Sufjan Stevens & Lowell Brams - *Aporia*: new age - I missed Sufjan's voice for most of it, so "The Runaround" was a highlight track.
The National - *Trouble Will Find Me*: The National-typical indie rock
Weyes Blood - *Titanic Rising*: spacious chamber pop with great vocals
Polyphia - *Renaissance*: guitar-driven instrumental/prog rock



Bluwiikoon said:


> The music in the latest main game (Wily Beast and Weakest Creature) is _so good_ though


Ooh! I was a little disappointed by the Hidden Star in Four Seasons soundtrack (maybe because of nostalgia for the older games' music, haha) but this sounds like something I should check out. The Boygenius EP Mewtini mentioned also seems interesting.


----------



## M&F (May 9, 2020)

thanks to @rari_teh I am currently completely hooked on this turkish pop song

otherwise, the remaining occupants of this quarantined lair produce enough noise all the time that I seldom feel the need to add music to it, although the other day I finally got around to giving both Fire Emblem Premium Arranges a listen, despite that the vids are clearly something else altogether, gasp

... and no, I will not clarify wrt a certain element of my username-


----------



## Mawile (May 13, 2020)

It's hard for me to find new music since my brain specifically likes music that's already familiar to me (in a broad definition of the term. For some reason it defines "familiar" as meaning somewhere on the range of "songs I've heard like 100 times" to "songs that are made by bands adjacent to other ones I've already listened to")

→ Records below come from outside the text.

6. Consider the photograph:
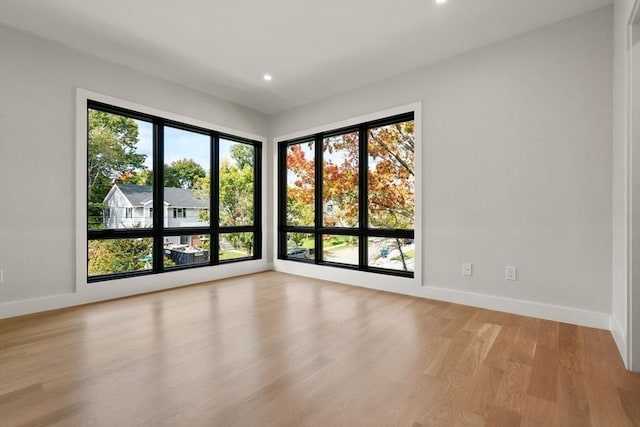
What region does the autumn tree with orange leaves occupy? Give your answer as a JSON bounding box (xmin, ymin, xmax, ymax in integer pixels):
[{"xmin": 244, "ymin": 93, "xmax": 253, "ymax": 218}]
[{"xmin": 286, "ymin": 121, "xmax": 415, "ymax": 269}]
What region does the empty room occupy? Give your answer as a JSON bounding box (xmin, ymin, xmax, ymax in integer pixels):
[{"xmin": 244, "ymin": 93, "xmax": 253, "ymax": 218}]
[{"xmin": 0, "ymin": 0, "xmax": 640, "ymax": 427}]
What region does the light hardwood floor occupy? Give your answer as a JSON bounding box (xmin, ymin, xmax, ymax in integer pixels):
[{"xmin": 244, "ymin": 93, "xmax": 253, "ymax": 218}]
[{"xmin": 0, "ymin": 272, "xmax": 640, "ymax": 427}]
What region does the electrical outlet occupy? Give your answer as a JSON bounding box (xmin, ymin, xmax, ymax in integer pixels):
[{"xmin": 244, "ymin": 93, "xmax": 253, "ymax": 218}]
[{"xmin": 462, "ymin": 262, "xmax": 473, "ymax": 276}]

But anyway, here's some of the albums I've been listening to (+ favorite songs from each, with links) when I work recently, in order of alphabetical artist and without any notation of genre since I don't understand how to determine what genre a song is
- [ U S A ], by Anamanaguchi: B S X, Up To You
- Folie a Deux, by Fall Out Boy: I Don't Care, 20 Dollar Nose Bleed, and West Coast Smoker
- 1981 Extended Play, by IDKHow: all of them, but especially Choke
- Modern Day Cain, by IDKHow
- Spirit Phone, by Lemon Demon: Touch-Tone Telephone, When He Died
- Good Faith, by Madeon: All My Friends, Be Fine, Heavy With Hoping
- Oh No, by OK GO: Invincible, Let It Rain, and The House Wins
- OK Go, by OK GO: What To Do and Hello, My Treacherous Friends
- Another Light, by Red Vox:  Memories Lie, Memento Mori, and Reno
- What Could Go Wrong, by Red Vox: Atom Bomb, Hazy, and In a Dream

(You'll notice that basically everything here has lyrics! I can't focus while listening to music unless it has lyrics, for some weird reason.)


----------



## Cynder (May 15, 2020)

way too much by aviators, especially his dark souls insp stuff


----------



## Vipera Magnifica (May 15, 2020)

I've mainly been listening to prog metal, as I am wont to do.

Here's the albums I've had on heavy rotation for the past month or so (I'll link to a song or two from each):

Haken - The Mountain: Cockroach King, Falling Back to Earth
Katatonia - City Burials: Lacquer, Neon Epitaph
Pain of Salvation - Remedy Lane: Fandango, Undertow
Opeth - My Arms, Your Hearse: April Ethereal, When
Haken - Virus (upcoming album) - Prosthetic
Steven Wilson - Personal Shopper


----------



## Sandstone-Shadow (May 16, 2020)

Mawile said:


> It's hard for me to find new music since my brain specifically likes music that's already familiar to me (in a broad definition of the term. For some reason it defines "familiar" as meaning somewhere on the range of "songs I've heard like 100 times" to "songs that are made by bands adjacent to other ones I've already listened to")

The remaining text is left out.